Most women will use some form of birth control in their lifetime. Here in Australia, two thirds of women of reproductive age are using a method of contraception, in most cases the Pill.
Yet, despite how everyday it is, we hear some seriously mixed reports about birth control and its side effects.
We asked the women in our office what ‘truths’ they’ve been told about the Pill, IUDs, emergency contraception and others over the years. You’ve probably heard most of these in your time, too, from your mum, your sister or just in general watercooler chat.
Then we took these stories to three health experts — Dr Deborah Bateson, Medical Director of Family Planning NSW; Professor Jayne Lucke, Director of the Australian Research Centre in Sex, Health and Society; and Dr Kathleen McNamee, Medical Director of Family Planning Victoria — to help us sort the facts from the total bollocks.
“You should change your Pill every couple of years, otherwise your body gets used to it and it becomes less effective.”
“There’s absolutely no evidence that the Pill becomes less effective the longer you take it,” says Dr Bateson. “We also know it is common for younger and older women sometimes to come in and say, ‘I needed a Pill holiday’ – what we know is that that actually increases the risk of an unintended pregnancy. There’s no reason whatsoever to have a break.”
That doesn’t mean you should stick to just one Pill, or one type of birth control – it’s always worth discussing the range of available options with a doctor. Similarly, finding the best Pill for you doesn’t always happen straight away. Dr Bateson says it’s worth talking to a doctor about changing to another Pill if your current one gives you side effects you’re uncomfortable or unhappy with.
“I’m on the Pill. That’s me sorted for life.”
Verdict: Myth. Even if the Pill is working well for you, it’s often worth exploring other options as your needs could evolve over time.

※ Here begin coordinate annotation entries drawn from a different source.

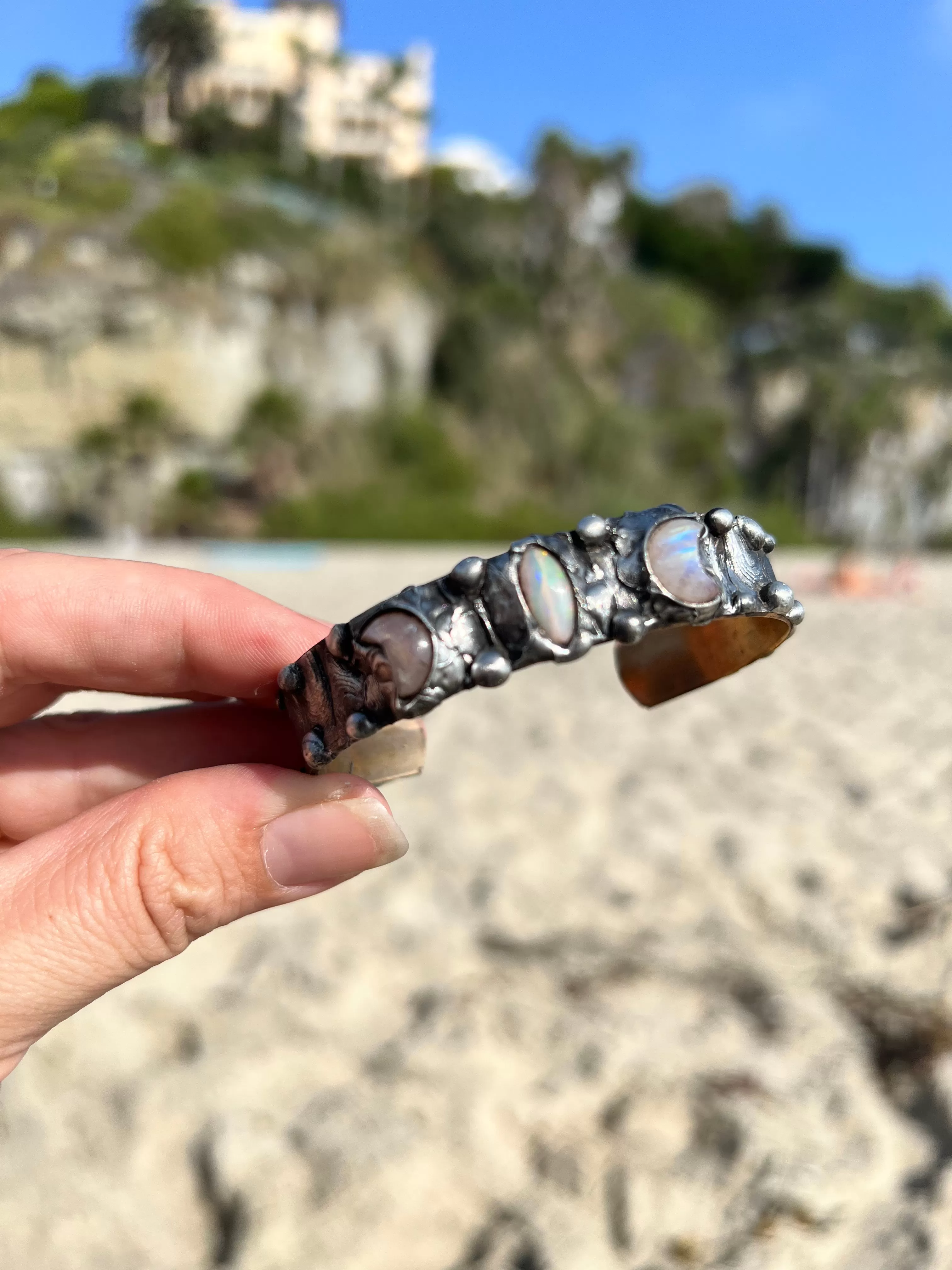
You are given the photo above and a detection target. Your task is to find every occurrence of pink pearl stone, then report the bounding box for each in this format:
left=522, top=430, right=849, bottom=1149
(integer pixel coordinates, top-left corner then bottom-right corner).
left=645, top=516, right=721, bottom=604
left=360, top=608, right=433, bottom=699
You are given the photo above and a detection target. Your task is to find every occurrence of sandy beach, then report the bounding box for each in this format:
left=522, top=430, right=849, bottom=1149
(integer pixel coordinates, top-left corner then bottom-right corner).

“There are a number of different long-acting reversible methods (like the implant or IUD) that might suit you better, be more cost effective, or simply be less hassle,” Professor Lucke says. “Women often find that they need to review their contraceptive needs at certain times, like when they have a new partner, after having a baby, or when they have decided that they don’t want to have any more children.”
Here are some different options to consider [post continues after gallery]
“IUDs aren’t a good option for young women who don’t have kids.”
Verdict: A big, fat myth. IUDs are increasingly popular among this demographic, and they’re commonly recommended by doctors.
“We’ve noticed a really interesting change here – seven or eight years ago we hardly ever did them in young women who hadn’t had children, but now most of our clients are young women who haven’t had children. I would say it’s at least 60 per cent of the women we see,” Dr McNamee says.
“We think they’re a really good option for young women because they’re very effective. You can have a hormonal one, and that’s got the benefit of giving you a really light period or no period at all. Or you can have a copper one and that doesn’t have any hormones – it’s the really the only reliable, reversible method and there’s no hormones.”
It doesn’t really matter how you store your birth control, right?
Verdict: It's not a huge drama, but it's worth giving it some thought – use your common sense and read the packages.
"For most Pills there is some guidance on the packaging that it shouldn't go above about 25 degrees. Generally, as long as you're keeping your Pill in a cool-ish place in the cupboard or bedside drawer, there's no problems, and certainly, when we're transporting contraceptives we need to make sure they don't go above certain temperatures," says Dr Bateson. She also advises keeping the Pill in a visible location so you don't forget to take it.